By Todd Cohen
Entrepreneurs who got rich quick from the high-tech industry are forging a new breed of philanthropy that challenges charities themselves to be more entrepreneurial, a new study says.
High-tech donors expect charities to focus on the marketplace and on knowledge, says the study, which was sponsored by the Association of Fundraising Professionals and conducted by researchers at the Social Welfare Research Institute at Boston College.
The study also found that high-tech donors expect charities they support to better understand the people they serve; address problems with comprehensive solutions; focus more on ideas and people than on money to solve problems; and measure success by how big their operations grow.

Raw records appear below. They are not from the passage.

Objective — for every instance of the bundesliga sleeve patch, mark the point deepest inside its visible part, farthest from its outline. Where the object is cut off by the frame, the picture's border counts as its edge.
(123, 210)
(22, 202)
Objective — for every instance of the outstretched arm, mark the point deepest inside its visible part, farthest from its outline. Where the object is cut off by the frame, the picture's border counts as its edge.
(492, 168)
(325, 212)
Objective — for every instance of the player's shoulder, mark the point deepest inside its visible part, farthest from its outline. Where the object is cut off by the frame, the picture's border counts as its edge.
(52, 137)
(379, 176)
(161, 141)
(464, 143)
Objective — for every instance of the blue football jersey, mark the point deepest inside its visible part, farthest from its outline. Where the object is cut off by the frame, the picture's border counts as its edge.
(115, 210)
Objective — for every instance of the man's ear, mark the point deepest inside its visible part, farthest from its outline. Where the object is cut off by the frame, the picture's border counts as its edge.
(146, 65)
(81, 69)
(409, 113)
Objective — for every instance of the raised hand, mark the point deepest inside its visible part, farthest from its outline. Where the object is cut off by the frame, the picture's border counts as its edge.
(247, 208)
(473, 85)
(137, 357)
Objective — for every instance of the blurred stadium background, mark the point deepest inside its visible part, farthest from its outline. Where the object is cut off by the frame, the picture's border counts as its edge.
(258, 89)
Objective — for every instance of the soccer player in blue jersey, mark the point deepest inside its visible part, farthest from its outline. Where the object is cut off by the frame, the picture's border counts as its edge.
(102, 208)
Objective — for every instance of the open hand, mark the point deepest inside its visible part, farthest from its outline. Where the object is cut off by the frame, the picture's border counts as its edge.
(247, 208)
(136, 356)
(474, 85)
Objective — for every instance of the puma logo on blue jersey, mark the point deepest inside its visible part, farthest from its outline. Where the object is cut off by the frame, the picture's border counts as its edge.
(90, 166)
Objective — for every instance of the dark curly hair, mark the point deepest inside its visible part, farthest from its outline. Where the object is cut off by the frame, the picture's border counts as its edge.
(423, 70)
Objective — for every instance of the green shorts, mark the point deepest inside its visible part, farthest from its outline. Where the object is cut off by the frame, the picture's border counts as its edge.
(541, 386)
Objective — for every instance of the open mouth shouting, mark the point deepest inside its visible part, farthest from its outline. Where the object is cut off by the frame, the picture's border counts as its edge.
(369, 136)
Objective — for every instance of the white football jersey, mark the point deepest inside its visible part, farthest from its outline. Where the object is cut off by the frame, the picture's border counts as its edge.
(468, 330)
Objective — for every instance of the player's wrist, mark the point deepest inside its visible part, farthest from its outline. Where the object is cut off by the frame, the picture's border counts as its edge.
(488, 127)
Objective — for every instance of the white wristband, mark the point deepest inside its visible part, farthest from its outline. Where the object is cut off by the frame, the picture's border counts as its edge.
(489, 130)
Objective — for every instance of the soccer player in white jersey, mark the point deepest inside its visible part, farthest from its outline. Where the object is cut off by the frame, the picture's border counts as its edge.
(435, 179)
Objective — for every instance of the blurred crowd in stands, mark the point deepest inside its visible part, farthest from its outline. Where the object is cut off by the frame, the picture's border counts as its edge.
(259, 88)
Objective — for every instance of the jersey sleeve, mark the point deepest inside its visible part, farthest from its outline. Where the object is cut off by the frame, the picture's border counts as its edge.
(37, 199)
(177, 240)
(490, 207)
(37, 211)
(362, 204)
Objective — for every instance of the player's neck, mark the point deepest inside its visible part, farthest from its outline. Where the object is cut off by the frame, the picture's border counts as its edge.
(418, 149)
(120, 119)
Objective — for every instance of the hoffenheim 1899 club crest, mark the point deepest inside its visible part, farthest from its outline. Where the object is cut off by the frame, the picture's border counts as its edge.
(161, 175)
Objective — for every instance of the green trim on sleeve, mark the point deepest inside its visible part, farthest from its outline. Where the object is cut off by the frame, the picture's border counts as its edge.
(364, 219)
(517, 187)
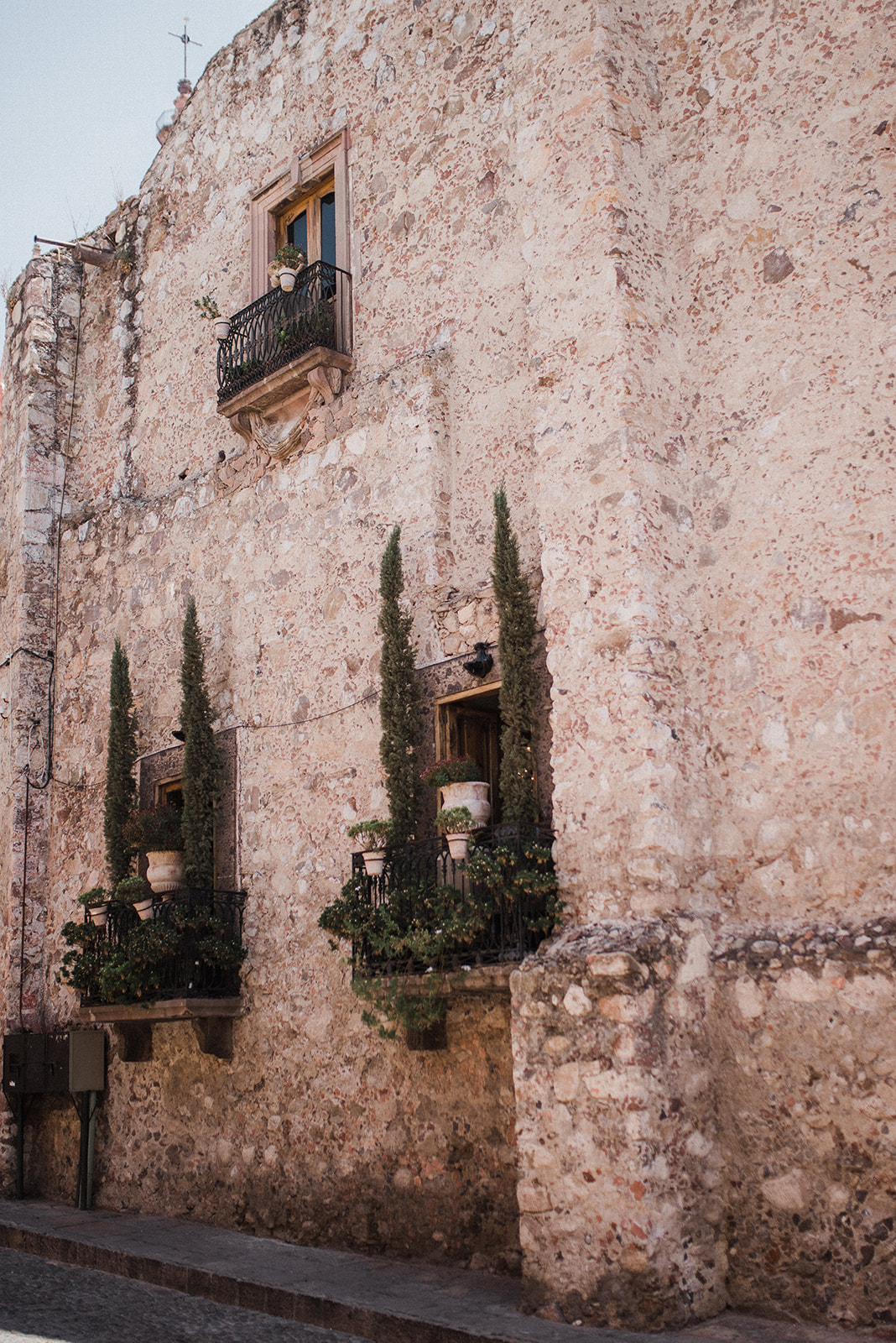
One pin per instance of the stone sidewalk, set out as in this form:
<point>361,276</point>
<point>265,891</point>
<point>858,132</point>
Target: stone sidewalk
<point>378,1299</point>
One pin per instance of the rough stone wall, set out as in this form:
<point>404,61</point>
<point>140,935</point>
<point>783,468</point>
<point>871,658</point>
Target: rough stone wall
<point>782,158</point>
<point>632,264</point>
<point>620,1159</point>
<point>802,1022</point>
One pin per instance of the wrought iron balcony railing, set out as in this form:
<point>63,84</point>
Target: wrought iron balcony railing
<point>192,948</point>
<point>517,912</point>
<point>279,327</point>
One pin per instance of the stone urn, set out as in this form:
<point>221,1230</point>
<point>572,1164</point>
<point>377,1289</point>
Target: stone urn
<point>457,845</point>
<point>374,861</point>
<point>165,870</point>
<point>472,796</point>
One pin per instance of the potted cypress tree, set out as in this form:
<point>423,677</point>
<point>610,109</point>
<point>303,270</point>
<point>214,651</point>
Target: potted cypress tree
<point>121,758</point>
<point>201,759</point>
<point>157,833</point>
<point>518,696</point>
<point>400,716</point>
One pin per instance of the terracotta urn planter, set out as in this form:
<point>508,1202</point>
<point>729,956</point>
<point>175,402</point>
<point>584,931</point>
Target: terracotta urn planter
<point>165,870</point>
<point>374,861</point>
<point>457,846</point>
<point>472,796</point>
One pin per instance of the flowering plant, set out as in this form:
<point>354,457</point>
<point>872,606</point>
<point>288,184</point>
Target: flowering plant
<point>154,832</point>
<point>456,821</point>
<point>452,770</point>
<point>93,897</point>
<point>287,257</point>
<point>372,834</point>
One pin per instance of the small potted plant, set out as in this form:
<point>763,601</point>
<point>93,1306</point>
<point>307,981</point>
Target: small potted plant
<point>159,836</point>
<point>373,837</point>
<point>287,262</point>
<point>137,892</point>
<point>461,782</point>
<point>456,825</point>
<point>96,901</point>
<point>210,311</point>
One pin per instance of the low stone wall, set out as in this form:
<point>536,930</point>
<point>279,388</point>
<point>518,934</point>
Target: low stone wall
<point>618,1152</point>
<point>708,1119</point>
<point>806,1095</point>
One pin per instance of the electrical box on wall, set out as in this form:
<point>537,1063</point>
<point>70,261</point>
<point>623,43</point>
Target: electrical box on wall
<point>38,1064</point>
<point>86,1060</point>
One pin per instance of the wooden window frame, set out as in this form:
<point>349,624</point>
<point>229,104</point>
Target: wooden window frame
<point>307,176</point>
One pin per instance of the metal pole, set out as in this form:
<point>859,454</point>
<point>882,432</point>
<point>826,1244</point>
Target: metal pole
<point>91,1147</point>
<point>81,1195</point>
<point>20,1148</point>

“The distinctiveness of high-tech donors does not lie in their motivations or their participation in venture philanthropy,” says the study, which was funded by Robert B. Pamplin, president and CEO of the R.B. Pamplin Corp. in Portland, Ore. “Rather, it is in their insistence on philanthropy that is market-conscious and knowledge-based.”
High-tech executives “believe that the key to success is astutely attending to the needs presented to them,” the study says, and “they place the highest priority on human intellectual capital and recognize the necessity of applying intellectual capital to meet those needs.”
The study, based on confidential interviews with 28 high-tech philanthropists with net worth ranging from $1 million to $1.15 billion, plus two spouses and several advisers, also found that donors have a strong commitment to developing their philanthropic identity and to giving.
While hoping to be even wealthier, having significant assets tied up in business, consumed by work and still learning about philanthropy, the study says, high-tech donors “will give despite a downturn in the economy” and “can be expected to give throughout their lifetimes.”